An electron-emitting device 104 is formed on a rear plate 101, and a phosphor 105 and a metal back 106 are formed on a face plate. The objects of providing a metal back 106 include: to improve a utilization factor of light by minor-reflecting a light emitted from a phosphor 105; to protect the phosphor 105 from the collision of negative ions; to work as an electrode for applying an electron beam-accelerating voltage; and to work as a conducting path for electrons after having excited the phosphor 105.
A spacer 107a shows the electrostatically charged state of the spacer, and shows a state in which electrostatic charge (positive electrostatic charge in the drawing) is caused by collision of a portion of the electrons emitted from an electron source around it. Here, the spacer 107a shows the electrostatically charged state of the spacer when having no antistatic film 112 installed thereon, and thus, the thickness of a low-resistivity film is drawn more thickly than the low-resistivity film 110 contacting the antistatic film 112 of the spacer 107b, for convenience in illustration.
When a spacer 107a is positively charged with electricity as described above, electrons emitted from an electron-emitting device 104 being used an electron source are drawn toward the spacer, for example, like an electron trajectory 111a, and consequently impair the quality of a displayed image.

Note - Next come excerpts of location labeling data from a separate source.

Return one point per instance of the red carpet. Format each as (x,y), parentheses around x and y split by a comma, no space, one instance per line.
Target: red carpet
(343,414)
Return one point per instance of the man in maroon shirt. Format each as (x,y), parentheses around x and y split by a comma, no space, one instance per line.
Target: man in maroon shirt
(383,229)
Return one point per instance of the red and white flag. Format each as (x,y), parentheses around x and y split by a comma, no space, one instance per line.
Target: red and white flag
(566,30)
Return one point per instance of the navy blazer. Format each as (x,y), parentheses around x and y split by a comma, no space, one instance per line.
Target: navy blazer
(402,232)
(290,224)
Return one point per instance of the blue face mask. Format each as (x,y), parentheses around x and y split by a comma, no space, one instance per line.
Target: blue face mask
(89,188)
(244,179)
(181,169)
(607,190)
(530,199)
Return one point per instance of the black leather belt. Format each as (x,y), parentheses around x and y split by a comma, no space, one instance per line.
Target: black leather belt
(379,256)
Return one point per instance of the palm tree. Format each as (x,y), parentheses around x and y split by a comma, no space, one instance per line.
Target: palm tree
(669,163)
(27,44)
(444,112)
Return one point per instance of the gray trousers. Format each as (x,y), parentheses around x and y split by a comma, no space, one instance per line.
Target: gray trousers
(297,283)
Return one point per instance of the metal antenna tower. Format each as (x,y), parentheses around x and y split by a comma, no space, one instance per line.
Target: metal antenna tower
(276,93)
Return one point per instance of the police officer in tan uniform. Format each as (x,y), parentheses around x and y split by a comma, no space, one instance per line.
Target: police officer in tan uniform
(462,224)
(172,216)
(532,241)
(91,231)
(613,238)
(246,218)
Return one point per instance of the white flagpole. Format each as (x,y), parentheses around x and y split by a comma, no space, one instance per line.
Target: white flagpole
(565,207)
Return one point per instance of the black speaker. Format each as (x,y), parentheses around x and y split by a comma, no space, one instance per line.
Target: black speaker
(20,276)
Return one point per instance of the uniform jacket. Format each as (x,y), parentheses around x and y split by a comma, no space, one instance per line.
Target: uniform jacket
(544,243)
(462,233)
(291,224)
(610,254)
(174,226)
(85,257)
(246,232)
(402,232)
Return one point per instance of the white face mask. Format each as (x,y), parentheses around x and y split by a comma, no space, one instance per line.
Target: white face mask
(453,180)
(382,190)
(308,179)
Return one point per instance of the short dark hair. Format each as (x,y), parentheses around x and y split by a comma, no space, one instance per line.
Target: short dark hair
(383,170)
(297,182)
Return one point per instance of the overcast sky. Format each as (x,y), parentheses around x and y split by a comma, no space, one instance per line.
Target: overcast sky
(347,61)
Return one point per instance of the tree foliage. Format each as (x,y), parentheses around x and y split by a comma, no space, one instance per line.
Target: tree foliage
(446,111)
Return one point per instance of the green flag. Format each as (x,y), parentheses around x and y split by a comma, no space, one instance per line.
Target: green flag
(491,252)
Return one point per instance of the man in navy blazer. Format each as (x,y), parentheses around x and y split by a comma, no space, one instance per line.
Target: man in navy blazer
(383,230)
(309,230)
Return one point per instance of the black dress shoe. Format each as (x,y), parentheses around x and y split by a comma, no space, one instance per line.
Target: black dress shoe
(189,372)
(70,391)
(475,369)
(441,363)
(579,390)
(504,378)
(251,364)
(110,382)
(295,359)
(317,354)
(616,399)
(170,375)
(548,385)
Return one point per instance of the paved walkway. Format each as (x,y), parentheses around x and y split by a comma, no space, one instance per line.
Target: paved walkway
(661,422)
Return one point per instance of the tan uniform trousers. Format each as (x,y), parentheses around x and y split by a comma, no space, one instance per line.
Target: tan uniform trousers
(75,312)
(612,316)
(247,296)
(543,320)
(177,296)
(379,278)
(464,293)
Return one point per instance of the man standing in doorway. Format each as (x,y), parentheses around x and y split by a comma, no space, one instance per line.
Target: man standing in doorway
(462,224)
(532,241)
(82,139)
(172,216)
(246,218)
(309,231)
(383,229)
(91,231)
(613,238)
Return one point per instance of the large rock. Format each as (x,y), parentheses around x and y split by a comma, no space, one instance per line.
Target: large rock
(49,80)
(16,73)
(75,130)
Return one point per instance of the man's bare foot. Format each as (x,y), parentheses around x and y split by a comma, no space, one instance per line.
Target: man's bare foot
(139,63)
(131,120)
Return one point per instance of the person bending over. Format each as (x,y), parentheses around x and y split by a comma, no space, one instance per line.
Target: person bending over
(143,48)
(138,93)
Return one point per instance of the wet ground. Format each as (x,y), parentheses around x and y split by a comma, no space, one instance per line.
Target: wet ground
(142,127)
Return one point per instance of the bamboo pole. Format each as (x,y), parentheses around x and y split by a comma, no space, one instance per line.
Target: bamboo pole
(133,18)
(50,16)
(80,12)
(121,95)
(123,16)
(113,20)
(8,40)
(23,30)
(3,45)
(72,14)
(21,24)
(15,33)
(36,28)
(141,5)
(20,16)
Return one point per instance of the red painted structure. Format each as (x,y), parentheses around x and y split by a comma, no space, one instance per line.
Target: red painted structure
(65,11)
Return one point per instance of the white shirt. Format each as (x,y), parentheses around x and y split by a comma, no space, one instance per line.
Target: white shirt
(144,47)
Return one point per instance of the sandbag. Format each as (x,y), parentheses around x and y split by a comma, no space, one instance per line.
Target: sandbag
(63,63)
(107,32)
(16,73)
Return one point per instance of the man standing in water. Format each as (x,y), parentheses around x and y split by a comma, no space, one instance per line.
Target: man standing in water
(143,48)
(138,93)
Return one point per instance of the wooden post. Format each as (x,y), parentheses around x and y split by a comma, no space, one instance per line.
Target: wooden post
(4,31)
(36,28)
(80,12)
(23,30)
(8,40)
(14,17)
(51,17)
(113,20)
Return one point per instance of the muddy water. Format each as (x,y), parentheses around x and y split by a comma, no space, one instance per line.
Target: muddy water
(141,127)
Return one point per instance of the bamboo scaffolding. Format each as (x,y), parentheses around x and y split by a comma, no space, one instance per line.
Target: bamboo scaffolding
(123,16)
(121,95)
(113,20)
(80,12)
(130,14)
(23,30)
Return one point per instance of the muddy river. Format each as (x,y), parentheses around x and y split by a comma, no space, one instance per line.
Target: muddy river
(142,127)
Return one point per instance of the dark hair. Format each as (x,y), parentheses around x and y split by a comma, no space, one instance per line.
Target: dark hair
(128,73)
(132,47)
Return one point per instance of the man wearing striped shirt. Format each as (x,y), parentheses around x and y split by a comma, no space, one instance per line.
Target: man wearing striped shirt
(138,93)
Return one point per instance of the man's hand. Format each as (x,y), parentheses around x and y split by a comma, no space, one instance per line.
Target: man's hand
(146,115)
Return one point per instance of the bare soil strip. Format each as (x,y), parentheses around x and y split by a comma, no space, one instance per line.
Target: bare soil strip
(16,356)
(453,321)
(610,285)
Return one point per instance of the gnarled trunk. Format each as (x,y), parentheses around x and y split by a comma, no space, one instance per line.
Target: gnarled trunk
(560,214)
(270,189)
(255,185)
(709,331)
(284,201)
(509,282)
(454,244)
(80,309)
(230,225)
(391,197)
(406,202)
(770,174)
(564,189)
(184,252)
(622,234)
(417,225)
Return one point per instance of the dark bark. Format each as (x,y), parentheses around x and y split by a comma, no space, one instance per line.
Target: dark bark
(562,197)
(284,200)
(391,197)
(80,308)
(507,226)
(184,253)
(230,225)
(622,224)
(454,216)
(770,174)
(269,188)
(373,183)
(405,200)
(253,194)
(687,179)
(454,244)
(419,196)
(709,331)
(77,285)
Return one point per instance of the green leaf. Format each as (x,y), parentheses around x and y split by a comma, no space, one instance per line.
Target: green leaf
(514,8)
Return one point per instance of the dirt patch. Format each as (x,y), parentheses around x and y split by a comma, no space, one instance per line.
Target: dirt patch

In order to solve this problem, there is a proposition of arranging an antistatic film 112 on a spacer 107b, eliminating the charge by passing a micro-electrical current through the surface, and thereby making electrons follow a predetermined trajectory such as an electron trajectory 111b, without being drawn to the spacer. There is also a proposition, as shown in Japanese Patent Application Laid-Open No. 2001-143620, of providing unevenness on the surface of a spacer glass substrate to reduce the effective secondary emission coefficient below that observed with a flat spacer surface, and effectively to inhibit the electrostatic charge of the spacer surface.
Furthermore, Japanese Patent Application Laid-Open No. H10-284283 proposes a spacer coated with an electrostatic charge-mitigating film containing aluminum nitride or aluminum oxide, and noble metals such as gold, palladium and platinum, by binary simultaneous sputtering with the use of an aluminum target and a noble metal target, and of a mixed gas of argon and nitrogen or oxygen as a gas for forming a film.
However, it has become clear that the spacers shown in the above described conventional examples cause variation in the performance of the function for eliminating electrostatic charge.
In particular, when a temperature distribution is formed in the spacer, the distribution of resistivity is also formed due to the temperature characteristic of the resistivity of the antistatic film. The variation of resistivity leads to variation in the diselectrification function.
Specifically, in a flat display panel, the instability of a display image results from temperature distribution in a panel plane, which is caused by a temperature difference between a face plate and a rear plate.
In addition, a conventional method of forming an antistatic film containing a plurality of elements by sputtering simultaneously a plurality of different material targets (for example, binary sputtering with the use of two materials) might cause variation in the resistivity of an antistatic film depending on each film-forming batch even when film-forming conditions (background, sputtering pressure, gas flow rate and target electrification power) are uniformized.
In order to uniformize resistivity, the target electrification power supplied to different material targets must be adjusted for each, which is complicated, and the operation is not always highly reproducible. In particular, in binary sputtering, when there is a large difference in target electrification power from one target to another, so-called cross contamination can not be avoided, which is a phenomenon in which a more powerfully electrified target material deposits on the surface of a less powerfully electrified target material.